# Java-Editor Wahl



## henry681997 (30. Apr 2012)

Hey Leute, ich bin ein absoluter Java-Novize, und ich habe viele große Probleme.
Ich will aber nicht sofort aufgeben, und versuche es deswegen nochmal hier.

Ich lerne gerade in meinem Buch etwas über Java, und ich soll jetzt einen Javacode eintippen.
Problem: Es wird kein Editor genannt, und woher soll ich jetzt wissen, wie ich so eine Datei erstelle?
Mein Bruder zeigte mir etwas: Eclipse
Allerdings finde ich Eclipse nicht so gut und versuche dieses zu vermeiden, da die Benutzeroberfläche meiner Meinung nach etwas zu überladen und zugespamt FÜR ANFÄNGER wirkt.
Ich bin von Python gewohnt, das ich einen zuverlässigen Editor habe (Python Shell (IDLE) ), bei dem ich alles selbst eintippen kann, und bei dem ich deswegen viel lerne, und der editor war sehr einfach und leicht verständlich, die sprache an sich.
leider interessiert sich keiner für python, deswegen muss ich wohl java nehmen.

habt ihr einen guten und anfängerfreundlichen editor für mich?
(eclipse geht auch, allerdings wünsche ich mir eine erläuterung zu eclipse, und ich will die automatische erstellung von klammern und sonstigen abschalten, da es mir nicht hilft, sondern mich nur verwirrt, und man lernt nur, indem man alles selber eintippt)

Und meine allgemeine Frage an euch:
Wie kann ich einen Java Code schreiben, was muss ich dafür vorbereiten? (Bitte um Hilfe!!)

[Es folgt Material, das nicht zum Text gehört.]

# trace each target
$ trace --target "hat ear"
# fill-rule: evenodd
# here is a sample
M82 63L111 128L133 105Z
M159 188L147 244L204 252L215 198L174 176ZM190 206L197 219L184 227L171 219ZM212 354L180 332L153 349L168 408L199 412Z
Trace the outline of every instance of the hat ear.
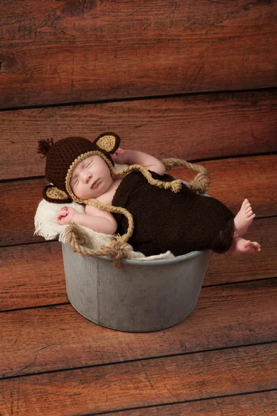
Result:
M66 192L58 189L53 185L47 185L43 190L43 199L55 204L68 204L72 202Z
M101 150L112 155L119 146L120 137L115 133L107 132L99 136L94 144Z

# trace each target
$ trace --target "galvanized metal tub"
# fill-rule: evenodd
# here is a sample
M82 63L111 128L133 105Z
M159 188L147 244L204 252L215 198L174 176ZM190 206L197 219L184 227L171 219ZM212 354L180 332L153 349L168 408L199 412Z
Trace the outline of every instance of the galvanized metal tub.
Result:
M62 243L68 298L90 320L128 332L159 331L196 306L211 251L160 260L86 257Z

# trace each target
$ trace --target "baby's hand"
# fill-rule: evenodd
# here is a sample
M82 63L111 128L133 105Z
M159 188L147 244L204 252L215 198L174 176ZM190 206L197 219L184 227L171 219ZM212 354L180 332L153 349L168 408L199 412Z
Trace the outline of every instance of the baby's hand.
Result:
M60 225L67 225L73 221L73 218L77 214L77 211L71 207L62 207L60 213L56 218L56 222Z
M128 150L124 150L120 148L118 148L117 150L115 150L115 153L112 155L112 159L116 163L120 164L128 164Z

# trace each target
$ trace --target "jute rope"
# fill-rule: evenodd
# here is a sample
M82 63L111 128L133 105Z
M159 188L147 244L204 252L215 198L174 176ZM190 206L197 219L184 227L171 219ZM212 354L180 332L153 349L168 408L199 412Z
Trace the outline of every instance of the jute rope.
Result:
M199 191L205 192L208 190L210 182L205 177L208 175L208 171L203 166L190 163L181 159L164 159L162 160L162 162L165 165L167 171L169 171L173 166L183 166L196 171L198 173L194 179L188 183L188 187L195 191ZM167 182L153 179L149 171L141 165L131 165L120 171L117 171L113 168L113 166L111 166L110 171L114 176L124 176L131 171L138 171L145 176L150 184L160 188L171 189L173 192L178 192L182 187L182 182L180 180ZM112 259L113 265L116 268L120 268L121 267L121 259L128 257L130 252L127 241L132 236L134 229L133 216L127 209L121 207L106 205L94 199L85 200L79 200L75 196L74 196L74 200L76 202L80 204L85 203L87 205L92 205L99 209L108 211L109 212L122 214L127 218L128 221L127 232L123 236L116 236L115 240L109 245L101 247L99 250L86 248L83 246L86 242L85 234L74 223L72 223L65 230L66 239L74 252L87 257L107 256Z

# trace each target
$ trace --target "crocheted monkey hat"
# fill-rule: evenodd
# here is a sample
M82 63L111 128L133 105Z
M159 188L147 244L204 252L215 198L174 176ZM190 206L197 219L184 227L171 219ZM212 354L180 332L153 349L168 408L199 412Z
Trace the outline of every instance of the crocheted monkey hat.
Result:
M119 137L113 132L106 132L99 136L94 141L83 137L67 137L53 143L51 140L40 140L37 153L47 156L46 178L53 184L45 187L43 198L50 202L66 203L72 200L86 205L97 205L95 200L80 200L73 193L70 179L75 166L81 161L92 155L100 156L107 164L112 176L124 176L132 171L140 171L153 185L171 189L176 192L181 188L181 181L163 182L154 180L149 171L140 165L131 165L118 171L111 157L120 144ZM94 203L93 203L94 201Z
M112 171L110 155L118 148L120 138L115 133L105 133L92 142L83 137L67 137L53 143L40 140L37 153L47 156L46 178L53 184L45 187L43 198L50 202L65 203L76 200L70 187L70 178L76 164L92 155L100 156ZM84 202L84 203L85 203Z

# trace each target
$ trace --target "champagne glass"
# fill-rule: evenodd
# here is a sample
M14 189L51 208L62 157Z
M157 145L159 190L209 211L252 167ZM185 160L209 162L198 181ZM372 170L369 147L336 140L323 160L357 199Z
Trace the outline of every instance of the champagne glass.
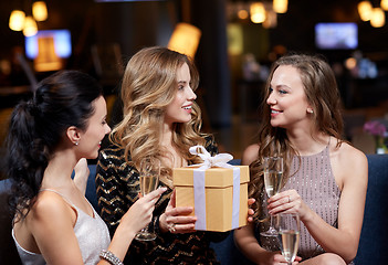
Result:
M276 216L276 227L281 242L282 255L289 265L296 256L300 245L301 221L297 213L280 213Z
M283 158L264 157L264 187L269 198L276 194L280 190L283 178ZM273 227L272 215L270 215L270 227L268 231L261 232L263 236L277 236L277 231Z
M156 190L159 183L160 160L157 158L147 157L141 160L139 171L140 192L146 195ZM147 225L140 230L136 236L138 241L153 241L156 239L153 225Z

Bitte um antwort auf kinderniveau, bin erst 14


----------



## U2nt (30. Apr 2012)

> leider interessiert sich keiner für python


Würde ich jetzt so nicht sagen... Jenach Anwendungsbereich ist Python auch sehr praktisch.

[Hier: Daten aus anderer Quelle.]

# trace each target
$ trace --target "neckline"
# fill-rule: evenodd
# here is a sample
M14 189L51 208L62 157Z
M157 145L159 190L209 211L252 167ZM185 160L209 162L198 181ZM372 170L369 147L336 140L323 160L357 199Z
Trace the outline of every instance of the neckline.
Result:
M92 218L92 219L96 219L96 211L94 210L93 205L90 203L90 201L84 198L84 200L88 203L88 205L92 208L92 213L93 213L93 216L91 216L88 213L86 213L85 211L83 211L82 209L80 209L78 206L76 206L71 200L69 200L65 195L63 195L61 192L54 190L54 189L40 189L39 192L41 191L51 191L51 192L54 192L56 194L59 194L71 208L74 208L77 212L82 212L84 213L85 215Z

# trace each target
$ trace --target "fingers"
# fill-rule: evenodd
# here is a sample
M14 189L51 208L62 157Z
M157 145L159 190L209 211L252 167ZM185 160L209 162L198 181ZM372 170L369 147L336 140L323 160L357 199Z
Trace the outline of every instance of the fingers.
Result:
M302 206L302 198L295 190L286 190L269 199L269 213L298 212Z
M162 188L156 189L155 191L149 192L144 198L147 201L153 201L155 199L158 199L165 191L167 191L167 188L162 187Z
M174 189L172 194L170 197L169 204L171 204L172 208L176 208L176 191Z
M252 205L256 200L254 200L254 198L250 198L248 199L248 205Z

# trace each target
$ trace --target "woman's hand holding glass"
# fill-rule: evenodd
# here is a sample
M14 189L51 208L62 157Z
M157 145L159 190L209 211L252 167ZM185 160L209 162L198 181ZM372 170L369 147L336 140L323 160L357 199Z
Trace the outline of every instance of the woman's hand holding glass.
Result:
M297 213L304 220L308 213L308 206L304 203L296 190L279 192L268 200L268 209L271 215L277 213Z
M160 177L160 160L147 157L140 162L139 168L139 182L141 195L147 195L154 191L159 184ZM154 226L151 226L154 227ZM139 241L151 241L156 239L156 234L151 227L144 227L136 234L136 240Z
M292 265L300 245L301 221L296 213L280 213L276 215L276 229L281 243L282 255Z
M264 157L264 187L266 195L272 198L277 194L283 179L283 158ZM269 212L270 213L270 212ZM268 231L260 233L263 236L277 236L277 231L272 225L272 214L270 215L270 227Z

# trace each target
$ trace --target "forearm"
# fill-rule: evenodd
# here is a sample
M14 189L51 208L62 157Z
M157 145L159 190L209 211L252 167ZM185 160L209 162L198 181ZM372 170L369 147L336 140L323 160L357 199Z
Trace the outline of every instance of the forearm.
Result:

Also ich würde trotz "Anfängersein" versuchen sich in eclipse reinzuarbeiten. Ist _meiner Meinung_ nach die "beste" IDE (gibt ja auch Meinungsunterschiedlichkeiten, z.B. Diskussionsforum über IDEs). Wenn du das wirklich nicht willst... Kannst du es auch einfach über Notepad++ und der Konsole machen, oder dem Java Editor oder Dr. Java (hat glaub ich auch sone Interactive Shell wie Python). 

ABER ich würde dir sehr empfehlen bei eclipse zu "bleiben".


----------



## HoaX (30. Apr 2012)

Es ist nur Text, du kannst jeden Editor nehmen den du willst, sogar MS Word etc. Hauptsache du speicherst am Ende im Text-Format, also ohne Formatierungen usw, und benennst die Datei passend.

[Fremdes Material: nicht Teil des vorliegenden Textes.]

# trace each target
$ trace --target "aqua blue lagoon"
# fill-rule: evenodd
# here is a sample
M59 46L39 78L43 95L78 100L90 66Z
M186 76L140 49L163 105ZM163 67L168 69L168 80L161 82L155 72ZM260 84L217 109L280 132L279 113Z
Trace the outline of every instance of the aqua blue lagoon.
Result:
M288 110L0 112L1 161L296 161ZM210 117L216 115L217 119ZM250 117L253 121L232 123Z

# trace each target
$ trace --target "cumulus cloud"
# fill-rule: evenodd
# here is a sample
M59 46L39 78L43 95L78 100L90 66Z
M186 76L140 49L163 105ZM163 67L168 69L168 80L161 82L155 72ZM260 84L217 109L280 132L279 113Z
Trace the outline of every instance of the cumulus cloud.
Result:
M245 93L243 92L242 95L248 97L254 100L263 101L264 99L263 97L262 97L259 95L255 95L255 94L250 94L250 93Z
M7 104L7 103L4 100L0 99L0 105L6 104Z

Und dass Python keinen Interessiert stimmt so ja auch nicht, z.B. in den USA ist das recht gebräuchlich, aber nicht hier.


----------



## Kevin94 (30. Apr 2012)

Es gibt eine Menge an Editoren, neben dem Standart (Windoof) Editor, gäbe es da zum Bespiel Notepad++ oder Proton mit Syntaxhighlighting aber ohne IDE-Funktionen oder als "Anfänger-IDEs" gäbe es den "Java-Editor" oder (das umstrittene) BlueJ. Ich persöhnlich kann letzteres nur für Anfänger empfehlen, das es wie du bei Eclipse bemängelst nicht so aufgedunsen ist und auserdem eine interaktive Shell bietet, wie bei Python, ein Feature das Java grundsätzlich fehlt.


----------



## El_Rabbit (30. Apr 2012)

Jup

Du kannst jeden beliebigen Texteditor benutzen. 
Das kann notepad, wordpad, winword, vi, gedit, ... sein. Egal was.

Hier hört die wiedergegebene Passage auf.